问题描述
最近观察网站(Powered By WordPress)后台日志发现,Googlebot大量请求/wp-login.php?redirect_to=xxx(xxx表示某个文章页的URL)这一类页面。这些请求最后都直接返回/wp-login.php登陆页面的简短内容,无论请求多少次,返回的内容都大同小异。这个情况,一方面对搜索引擎非常不友好,大量URL对应的内容一致;另外一方面,这种对网站搜索排名没有意义的请求,却浪费了较多的带宽资源。问题截图如下:
可能看不太清楚,这里再贴几条日志:
"GET /wp-login.php?redirect_to=https%3A%2F%2Fvimsky.com%2Farticle%2F8140.html HTTP/1.1" 200 4689 "vimsky.com" "-" "Mozilla/5.0 (compatible; Googlebot/2.1; +http://www.google.com/bot.html)" "-"
"GET /wp-login.php?redirect_to=https%3A%2F%2Fvimsky.com%2Farticle%2F8145.html HTTP/1.1" 200 4689 "vimsky.com" "-" "Mozilla/5.0 (compatible; Googlebot/2.1; +http://www.google.com/bot.html)" "-"

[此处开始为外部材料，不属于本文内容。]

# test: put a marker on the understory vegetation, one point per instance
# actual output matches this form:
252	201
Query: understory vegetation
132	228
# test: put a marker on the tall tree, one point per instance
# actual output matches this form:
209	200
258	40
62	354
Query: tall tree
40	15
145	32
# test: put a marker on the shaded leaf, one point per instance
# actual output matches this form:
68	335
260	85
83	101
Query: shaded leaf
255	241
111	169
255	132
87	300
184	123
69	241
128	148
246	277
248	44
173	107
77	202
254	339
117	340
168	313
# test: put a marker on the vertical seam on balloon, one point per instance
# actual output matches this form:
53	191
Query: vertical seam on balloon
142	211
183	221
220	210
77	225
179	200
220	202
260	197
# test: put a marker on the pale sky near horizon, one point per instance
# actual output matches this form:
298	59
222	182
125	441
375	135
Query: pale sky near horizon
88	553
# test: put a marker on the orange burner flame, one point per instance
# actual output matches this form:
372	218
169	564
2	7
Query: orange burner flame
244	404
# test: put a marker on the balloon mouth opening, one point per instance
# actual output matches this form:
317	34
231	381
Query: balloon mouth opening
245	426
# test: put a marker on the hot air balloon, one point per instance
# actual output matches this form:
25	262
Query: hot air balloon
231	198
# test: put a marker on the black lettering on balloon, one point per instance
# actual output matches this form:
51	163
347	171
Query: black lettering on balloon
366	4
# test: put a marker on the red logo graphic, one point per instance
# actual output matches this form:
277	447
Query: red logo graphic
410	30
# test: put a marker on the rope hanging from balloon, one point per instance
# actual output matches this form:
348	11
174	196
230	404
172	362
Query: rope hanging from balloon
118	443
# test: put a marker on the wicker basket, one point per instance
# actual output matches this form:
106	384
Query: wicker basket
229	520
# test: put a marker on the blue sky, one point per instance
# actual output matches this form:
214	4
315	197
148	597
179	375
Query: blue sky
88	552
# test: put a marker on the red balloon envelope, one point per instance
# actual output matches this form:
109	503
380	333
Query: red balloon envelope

"GET /wp-login.php?redirect_to=https%3A%2F%2Fvimsky.com%2Farticle%2F8144.html HTTP/1.1" 200 4688 "vimsky.com" "-" "Mozilla/5.0 (compatible; Googlebot/2.1; +http://www.google.com/bot.html)" "-"
"GET /wp-login.php?redirect_to=https%3A%2F%2Fvimsky.com%2Farticle%2F8142.html HTTP/1.1" 200 9775 "vimsky.com" "-" "Mozilla/5.0 (compatible; Googlebot/2.1; +http://www.google.com/bot.html)" "-"
"GET /wp-login.php?redirect_to=https%3A%2F%2Fvimsky.com%2Farticle%2F8136.html HTTP/1.1" 200 6666 "vimsky.com" "-" "Mozilla/5.0 (compatible; Googlebot/2.1; +http://www.google.com/bot.html)" "-"
"GET /wp-login.php?redirect_to=https%3A%2F%2Fvimsky.com%2Farticle%2F8143.html HTTP/1.1" 200 9781 "vimsky.com" "-" "Mozilla/5.0 (compatible; Googlebot/2.1; +http://www.google.com/bot.html)" "-"
"GET /wp-login.php?redirect_to=https%3A%2F%2Fvimsky.com%2Farticle%2F8129.html HTTP/1.1" 200 4687 "vimsky.com" "-" "Mozilla/5.0 (compatible; Googlebot/2.1; +http://www.google.com/bot.html)" "-"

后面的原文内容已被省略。